QCraft has entered a strategic partnership with Chery Commercial Vehicles to jointly develop mass-production Level-4 autonomous logistics vehicles, the companies said on Friday. The collaboration aims to combine QCraft’s software and self-driving capabilities with Chery’s large-scale manufacturing and international market reach to accelerate deployment of driverless delivery fleets in urban logistics networks.
Under the agreement, the partners will build an automotive-grade commercial autonomous-driving platform positioned to enhance brand development, product performance and service expansion. Their first jointly developed model is already undergoing pilot operations in several Chinese cities, including Suzhou, Jinhua and Wuhu, with nationwide and overseas rollouts planned.
For QCraft, the partnership builds on its years of L4 development and its experience mass-producing L2++ systems. The company says its “QPilot” mid- to high-level driver-assistance suite has now been factory-installed on more than 600,000 vehicles. QCraft has also introduced an end-to-end urban NOA system based on a single Journey 6M chip with expanded safety functions. In L4 autonomy, its Robobus platform has been deployed in 26 major cities worldwide and has delivered more than 650,000 passenger trips.
Chery has been increasing the rollout of intelligent-driving features across its passenger-car portfolio. At the Chery Global Innovation Conference in October, the company’s executive vice president and CTO Xinhua Gao said Chery plans to launch 20 new models next year equipped with automated and remote parking, and will introduce valet-parking functions first in Saudi Arabia and Thailand. Gao said Chery is developing its first-generation Robocar built on an end-to-end architecture that can support both L2 and L4 systems in a unified stack.

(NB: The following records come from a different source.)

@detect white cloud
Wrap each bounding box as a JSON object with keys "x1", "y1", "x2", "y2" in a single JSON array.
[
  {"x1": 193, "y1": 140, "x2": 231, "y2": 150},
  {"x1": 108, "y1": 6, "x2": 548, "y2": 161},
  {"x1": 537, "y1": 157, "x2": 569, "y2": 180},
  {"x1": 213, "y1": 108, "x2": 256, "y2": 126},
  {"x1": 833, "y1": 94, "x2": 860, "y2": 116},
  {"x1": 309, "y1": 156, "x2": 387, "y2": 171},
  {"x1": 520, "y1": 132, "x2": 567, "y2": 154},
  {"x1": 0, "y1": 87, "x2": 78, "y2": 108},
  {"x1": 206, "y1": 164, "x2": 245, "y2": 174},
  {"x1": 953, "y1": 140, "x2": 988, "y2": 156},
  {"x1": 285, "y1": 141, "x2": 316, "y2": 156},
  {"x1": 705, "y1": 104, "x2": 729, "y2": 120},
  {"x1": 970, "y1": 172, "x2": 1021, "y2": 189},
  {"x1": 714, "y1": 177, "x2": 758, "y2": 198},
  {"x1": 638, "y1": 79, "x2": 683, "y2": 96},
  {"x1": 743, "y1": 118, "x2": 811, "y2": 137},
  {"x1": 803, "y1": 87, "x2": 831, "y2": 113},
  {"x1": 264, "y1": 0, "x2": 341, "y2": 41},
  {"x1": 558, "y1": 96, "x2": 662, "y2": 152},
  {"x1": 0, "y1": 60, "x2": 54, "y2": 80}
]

At the same event, QCraft co-founder and CEO Qian Yu said the companies had already developed deep cooperation across multiple layers of vehicle intelligence, spanning mass-production L2+ programmes to joint development and commercialisation of L4 autonomous products. Their work now covers passenger vehicles, autonomous buses and driverless logistics fleets, and includes the jointly developed Chery iBar system, which made its public debut at the conference.